Taking pupils on excursions/field trips has become so fearful that I stopped doing this many years ago. Others persist. One colleague saved an inattentive pupil from falling off a cliff by hauling her out of harms way. He was terrified of subsequently being sued for assault. (If, on the other hand, he had failed to prevent the fall, he would also have been held responsible.)


Technology is also a source of fear.

Schools are being flooded with fancy technology. Technology is temperamental, constantly breaking down. This is hugely stressful, especially as teachers have become dependent on it. Further, the expense of replacing broken equipment, even of breaking it (YOU broke the £350 projector bulb, it wasn't just "broken"), is fearful. Cheap and inadequate repairs/replacements e.g. patching broken equipment or replacing a broken item with a faulty one which "works", piles on more stress and anxiety.


Anxiety is also generated when working with equipment that one doesn't understand, or that requires one to behave differently, but one is not given time to develop outside the classroom.

Some of the most recent technology to be introduced in schools is interactive white boards (replacing low-tech whiteboards and felt-tip pens). Having used them extensively I have grown to loathe these contraptions. For example, using them forces me to work in a way that is awkward and un-natural; the technology cannot adapt to me, I have to adapt to it. This is extremely stressful. Also, using them demands so much of my attention that it prevents proper communication with the pupils; when one should be watching pupils' faces/expressions for indications of understanding, one is forced, instead, to tussle with the technology.

Many teachers seek promotion by taking on technology, but without the ability to handle it -- a huge source of fear and anxiety. A colleague of mine pursued her career by filling her classroom with technology, without the ability to handle this monster she was nurturing. From the outside, nothing looked amiss; no connection was made between this teacher's health (she was on heart pills) and her inability to handle technology. However, I did life coaching with this teacher and tried to get her to drop some of the technology. This had a huge positive impact on her health.
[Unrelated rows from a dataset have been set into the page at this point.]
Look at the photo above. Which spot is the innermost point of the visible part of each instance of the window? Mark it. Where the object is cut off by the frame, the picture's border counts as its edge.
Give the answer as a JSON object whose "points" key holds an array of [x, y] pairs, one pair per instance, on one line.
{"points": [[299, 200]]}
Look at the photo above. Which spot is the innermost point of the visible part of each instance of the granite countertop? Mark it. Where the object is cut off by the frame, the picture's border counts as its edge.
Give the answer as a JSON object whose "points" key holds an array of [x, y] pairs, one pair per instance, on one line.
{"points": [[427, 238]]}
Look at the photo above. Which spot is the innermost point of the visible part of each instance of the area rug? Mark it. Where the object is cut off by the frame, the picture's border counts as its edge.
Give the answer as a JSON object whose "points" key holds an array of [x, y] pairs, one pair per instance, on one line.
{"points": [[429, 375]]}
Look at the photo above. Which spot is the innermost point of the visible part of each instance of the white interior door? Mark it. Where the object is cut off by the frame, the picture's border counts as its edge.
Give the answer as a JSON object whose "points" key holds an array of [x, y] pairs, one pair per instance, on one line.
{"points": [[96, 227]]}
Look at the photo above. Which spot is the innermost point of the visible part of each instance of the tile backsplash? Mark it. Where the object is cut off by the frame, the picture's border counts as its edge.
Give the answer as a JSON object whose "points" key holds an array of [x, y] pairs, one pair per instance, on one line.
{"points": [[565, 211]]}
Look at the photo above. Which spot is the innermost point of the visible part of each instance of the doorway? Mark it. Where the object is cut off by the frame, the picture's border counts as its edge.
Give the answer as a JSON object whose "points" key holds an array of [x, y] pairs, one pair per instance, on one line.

Teachers' behaviour also leaves a lot to be desired. A telling incident happened when a teacher fell foul of school inspectors. Far from getting back-up and support from his colleagues, they used this as an opportunity to attack him, tearing him to shreds like sharks in a feeding frenzy.

So, this is what schools are about. This is the horror of education in the UK. This is what you are putting your children through.

Anybody who has been in the education system for any length of time knows perfectly well that education is on the slide. Anyone who does not admit this is in fear of losing their job, or is a liar. Government has been presiding over this slide. It has been tightening its control and managing ever more intrusively while at the same time avoiding blame and transferring it to teachers. However, if the more government interferes, the worse schools get, then the obvious possibility is that it is government interference that is causing the slide. One might suggest that the best thing government could do for the education system is to leave it alone.